[Carbon dioxide assimilation potential, functional gene amount and RubisCO activity of autotrophic microorganisms in agricultural soils].

Carbon dioxide (CO2) assimilation by autotrophic microorganisms plays a significant role in carbon sequestration in terrestrial ecosystems. Here, experiments were carried out to determine the contribution of autotrophic microorganisms to atmospheric CO2 fixation in 6 representative agricultural soils. Soils were incubated continuously in an atmosphere of 14CO2 and the distribution of labeled C into soil organic carbon (14C-SOC) was determined after 110 d. Meanwhile, the amounts of the cbbL genes were determined by Quantitative PCR and the RubisCO activity was measured in different soils. The results showed that substantial amounts of 14CO2 were fixed into 14C-SOC (ranged 10.63-133.81 mg x kg(-1) after 110 d of continuous labeling, with an annual, global rate of about 0.57-7.3 Pg. The microbially fixed C was also incorporated into the active carbon pool [the dissolved organic C (14C-DOC) and in the microbial biomass C (14C-MBC)], and ranged from 0.96 to 8.10 mg x kg(-1) and 1.70 to 49.16 mg x kg(-1), respectively. The proportion of 14C-SOC in SOC was 0.09%-0.64%. The 14C-DOC /DOC and 14C-MBC /MBC were 5.07%- 4.3% and 2.51%-13.12%, respectively. Thus, the distribution and transformation of microbially fixed C had a larger influence on the dynamics of DOC and MBC than on the total SOC dynamics.
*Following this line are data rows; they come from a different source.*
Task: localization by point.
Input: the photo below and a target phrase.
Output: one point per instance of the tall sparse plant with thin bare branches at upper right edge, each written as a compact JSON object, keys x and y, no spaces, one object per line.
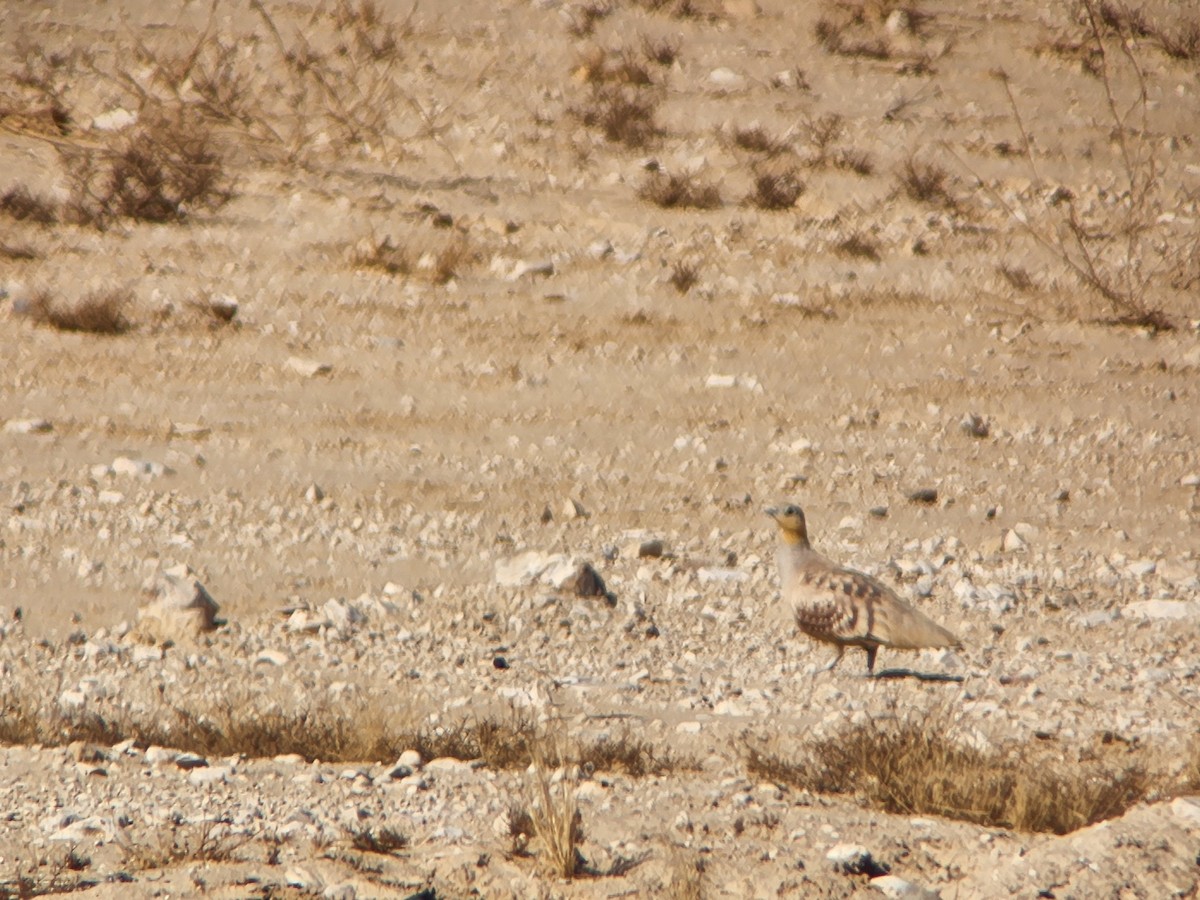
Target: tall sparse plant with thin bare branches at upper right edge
{"x":1125,"y":242}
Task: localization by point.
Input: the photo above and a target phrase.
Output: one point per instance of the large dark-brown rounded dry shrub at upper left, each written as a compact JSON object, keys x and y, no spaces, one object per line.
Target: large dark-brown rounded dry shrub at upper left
{"x":160,"y":171}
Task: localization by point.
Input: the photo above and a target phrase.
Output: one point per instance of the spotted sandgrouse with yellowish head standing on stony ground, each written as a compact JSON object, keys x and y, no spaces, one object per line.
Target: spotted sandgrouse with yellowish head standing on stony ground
{"x":843,"y":607}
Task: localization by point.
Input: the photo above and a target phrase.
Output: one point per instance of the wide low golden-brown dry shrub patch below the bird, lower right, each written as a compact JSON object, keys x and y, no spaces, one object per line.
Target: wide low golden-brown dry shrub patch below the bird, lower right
{"x":927,"y":766}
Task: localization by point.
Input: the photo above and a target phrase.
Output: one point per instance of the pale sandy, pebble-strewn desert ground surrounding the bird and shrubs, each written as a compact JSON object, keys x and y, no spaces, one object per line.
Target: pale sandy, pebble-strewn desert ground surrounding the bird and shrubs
{"x":560,"y":395}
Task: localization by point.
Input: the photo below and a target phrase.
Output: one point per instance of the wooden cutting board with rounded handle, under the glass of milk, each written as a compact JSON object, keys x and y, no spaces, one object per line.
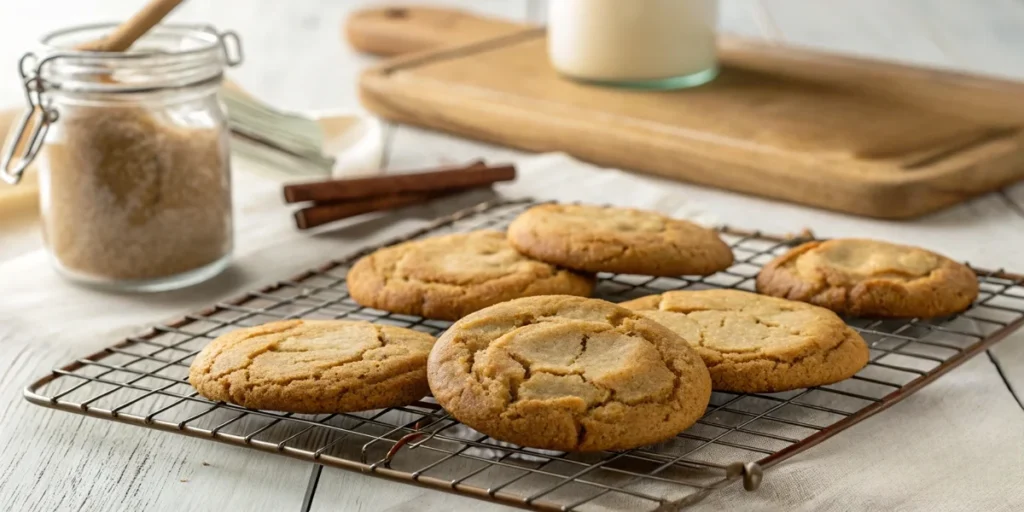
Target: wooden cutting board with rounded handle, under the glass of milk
{"x":856,"y":136}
Moreover, the abundance of soil bacteria cbbL gene and RubisCO activity were in the range of 2.40 x 10(7) - 1.9 x 10(8) copies x g(-1) and 34.06-71.86 nmol x (g x min)(-1), respectively. The 14C-SOC content was significantly correlated with both the 14C-MBC content (P < 0.01) and the RubisCO activity (P < 0.01) in all tested soils. We concluded that autotrophic CO2 assimilation by soil microbes is significant to the global C cycle.